When the weather turns warm, LG&E and KU power plants are a haven for winged and four-legged neighbors — everything from ducks, turkeys, foxes, turtles, bobcats, deer, peregrine falcons, and even the occasional osprey and American bald eagle.
While there are many types of wildlife at the plants, a few select special friends have earned a place of honor at the facilities.
Trimble County's "Oreo," the plant's resident deer for the last six years, is often seen roaming the property and greeting employees and contractors.
"She's getting pretty old and is a special friend to all," said Joan Lipp, manager of Major Capital Projects in Project Engineering.
Osprey can be seen nesting at Ohio Falls this spring, and sometimes American bald eagles are spotted soaring around the property. "One morning, one of our employees saw a bald eagle in a small tree by the entrance gate," said Ohio Falls Production Supervisor Kerry Johnson. "He said you really don't realize just how big they are until you get really close to them."
At Mill Creek, plant personnel watch over Diana, the resident peregrine falcon since 2006. On May 10, Kentucky Department of Fish and Wildlife Resources banded four of Diana's young falcons from this year's nesting season.
KDFWR also banded two peregrine falcon chicks growing in the nest box at Ghent this year and named the plant its 2018 "Cooperator of the Year."
Preservation efforts in place
It's no surprise animals and birds call LG&E and KU's power plants home, thanks in part to the dedication of company employees.
The company adopted in 2008 an Avian Protection Plan to protect birds from coming in contact with electrical equipment and power lines. The plan's managed by the Avian Protection Committee, comprised of employees from business areas companywide.
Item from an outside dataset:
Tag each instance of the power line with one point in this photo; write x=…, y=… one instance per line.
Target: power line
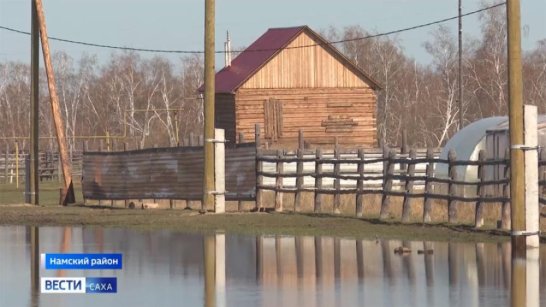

The committee tracks avian-related issues across the company and updates the plan as needed to meet regulatory requirements.
E.W. Brown Plant Manager Jeff Fraley and Environmental Coordinator Angela Zevely are members of the Herrington Lake Conservation League, an organization dedicated to the preservation of the natural beauty of the lake and surrounding water shed.
Trimble County and Ohio Falls have areas carved out decades ago for wildlife preservation. Nestled at Trimble County sits the more than 100-acre Corn Creek Oxbow area that was part of the original plant site purchase and set aside in the 1970s.
In 1982, Ohio Falls was designated a landmark in the National Wildlife Conservation Area. The 1,000-acre site around the plant is maintained by the U.S. Army Corps of Engineers.
"You never know what you'll see next," said Johnson. "They somehow know that they are protected here."